I have an xlsx that includes a column of durations that are in the format HH:MM:SS
. I think it would be best to treat this column as a timedelta
data type but I cannot get read_excel
to do that.
To replicate this issue copy the below into an xlsx:
Duration
0 00:14:30
1 01:05:00
2 00:05:02
3 26:53:29
4 36:28:27
5 85:29:34
Then read the xlsx using similar to the below:
df = pd.read_excel('../data/test.xlsx', engine='openpyxl', index_col=0)

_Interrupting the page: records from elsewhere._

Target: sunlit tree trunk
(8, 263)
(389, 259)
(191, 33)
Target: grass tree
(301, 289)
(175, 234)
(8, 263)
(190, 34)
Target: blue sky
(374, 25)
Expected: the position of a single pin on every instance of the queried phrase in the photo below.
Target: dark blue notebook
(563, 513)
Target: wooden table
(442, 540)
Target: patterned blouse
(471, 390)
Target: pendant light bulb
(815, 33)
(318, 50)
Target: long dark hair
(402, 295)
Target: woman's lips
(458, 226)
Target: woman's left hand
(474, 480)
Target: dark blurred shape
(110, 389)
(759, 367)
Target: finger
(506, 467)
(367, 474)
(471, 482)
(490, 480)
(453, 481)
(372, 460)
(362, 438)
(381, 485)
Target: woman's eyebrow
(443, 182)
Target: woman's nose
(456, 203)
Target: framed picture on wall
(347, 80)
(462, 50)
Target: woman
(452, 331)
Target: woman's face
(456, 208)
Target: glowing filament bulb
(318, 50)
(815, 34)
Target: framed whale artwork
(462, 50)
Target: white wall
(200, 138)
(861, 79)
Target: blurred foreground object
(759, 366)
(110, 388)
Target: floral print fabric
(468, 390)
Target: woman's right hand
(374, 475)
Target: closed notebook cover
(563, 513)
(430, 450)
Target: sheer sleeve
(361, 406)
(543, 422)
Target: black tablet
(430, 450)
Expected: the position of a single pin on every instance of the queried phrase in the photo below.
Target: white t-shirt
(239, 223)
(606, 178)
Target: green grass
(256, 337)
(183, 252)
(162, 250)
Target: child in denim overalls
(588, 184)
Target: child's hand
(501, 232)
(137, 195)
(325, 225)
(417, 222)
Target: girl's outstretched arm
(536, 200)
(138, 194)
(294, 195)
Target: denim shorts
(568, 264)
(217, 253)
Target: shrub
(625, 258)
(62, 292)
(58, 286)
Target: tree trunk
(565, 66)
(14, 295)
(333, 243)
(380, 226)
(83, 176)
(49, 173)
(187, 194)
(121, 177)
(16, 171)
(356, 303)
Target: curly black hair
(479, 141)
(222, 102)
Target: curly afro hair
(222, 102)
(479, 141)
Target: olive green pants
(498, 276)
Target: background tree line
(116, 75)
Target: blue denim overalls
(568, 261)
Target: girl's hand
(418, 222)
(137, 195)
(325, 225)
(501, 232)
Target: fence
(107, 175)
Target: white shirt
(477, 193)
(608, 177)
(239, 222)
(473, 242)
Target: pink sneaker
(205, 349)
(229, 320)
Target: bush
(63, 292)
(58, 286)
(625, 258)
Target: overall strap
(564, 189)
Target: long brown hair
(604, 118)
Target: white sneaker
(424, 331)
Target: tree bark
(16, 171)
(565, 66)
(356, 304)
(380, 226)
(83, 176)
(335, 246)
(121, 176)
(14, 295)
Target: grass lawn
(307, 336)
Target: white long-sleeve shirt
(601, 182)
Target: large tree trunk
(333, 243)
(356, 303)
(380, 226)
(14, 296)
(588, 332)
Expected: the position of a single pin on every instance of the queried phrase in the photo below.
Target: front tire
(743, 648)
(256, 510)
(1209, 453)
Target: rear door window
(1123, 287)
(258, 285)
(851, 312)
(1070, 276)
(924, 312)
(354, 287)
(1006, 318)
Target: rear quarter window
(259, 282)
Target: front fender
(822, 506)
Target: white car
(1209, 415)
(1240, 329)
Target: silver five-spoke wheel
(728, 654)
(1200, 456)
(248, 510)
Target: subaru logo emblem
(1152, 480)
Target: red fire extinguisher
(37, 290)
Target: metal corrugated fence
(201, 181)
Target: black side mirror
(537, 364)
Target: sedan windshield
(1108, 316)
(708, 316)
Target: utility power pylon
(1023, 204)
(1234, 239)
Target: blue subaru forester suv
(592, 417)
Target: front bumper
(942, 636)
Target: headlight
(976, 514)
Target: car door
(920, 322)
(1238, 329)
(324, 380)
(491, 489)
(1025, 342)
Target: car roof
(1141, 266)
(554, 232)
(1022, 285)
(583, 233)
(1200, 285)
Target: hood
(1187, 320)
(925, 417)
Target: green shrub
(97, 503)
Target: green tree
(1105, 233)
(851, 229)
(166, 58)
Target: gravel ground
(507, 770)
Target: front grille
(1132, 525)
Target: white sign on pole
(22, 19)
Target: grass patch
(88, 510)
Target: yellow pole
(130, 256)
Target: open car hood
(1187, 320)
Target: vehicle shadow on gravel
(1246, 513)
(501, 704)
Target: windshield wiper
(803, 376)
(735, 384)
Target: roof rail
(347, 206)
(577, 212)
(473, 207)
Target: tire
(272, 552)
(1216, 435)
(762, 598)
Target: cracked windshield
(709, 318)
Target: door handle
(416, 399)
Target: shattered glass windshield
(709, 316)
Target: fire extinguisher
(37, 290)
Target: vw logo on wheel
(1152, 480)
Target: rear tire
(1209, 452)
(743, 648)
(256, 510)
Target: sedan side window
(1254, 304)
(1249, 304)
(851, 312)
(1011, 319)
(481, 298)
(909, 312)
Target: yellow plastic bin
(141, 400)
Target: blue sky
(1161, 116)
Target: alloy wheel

You should end up with a dataframe like this, with a mix of time and datetime objects:
Duration
0 00:14:30
1 01:05:00
2 00:05:02
3 1900-01-01 02:53:29
4 1900-01-01 12:28:27
5 1900-01-03 13:29:34
I have tried the read_excel
options such as dtype
and converters
. None seem to have any effect.
The only way I have found to get this data in a timedelta format is to convert everything to a datetime by adding the time values to 1900-01-01 00:00:00
using the below.
def clean_durations(s):
ss = s.copy()
for i,value in s.items():
try:
ss[i] = datetime.combine(date(1900, 1, 1), value)
except TypeError as e:
ss[i] = value + timedelta(days=1) # add an extra day for durations interpreted as datetime
ss = pd.to_datetime(ss) - pd.to_datetime('1900-01-01 00:00:00')
return ss
df = pd.read_excel('../data/test.xlsx', engine='openpyxl', index_col=0, parse_dates=True)
df['Duration'] = clean_durations(df['Duration'])
Resulting in the desired:
Duration
0 0 days 00:14:30
1 0 days 01:05:00
2 0 days 00:05:02
3 1 days 02:53:29
4 1 days 12:28:27
5 3 days 13:29:34
This feels like I am building something that should already be part of pandas.
Can anyone provide a way to achieve the same thing directly with pandas read_excel or similar?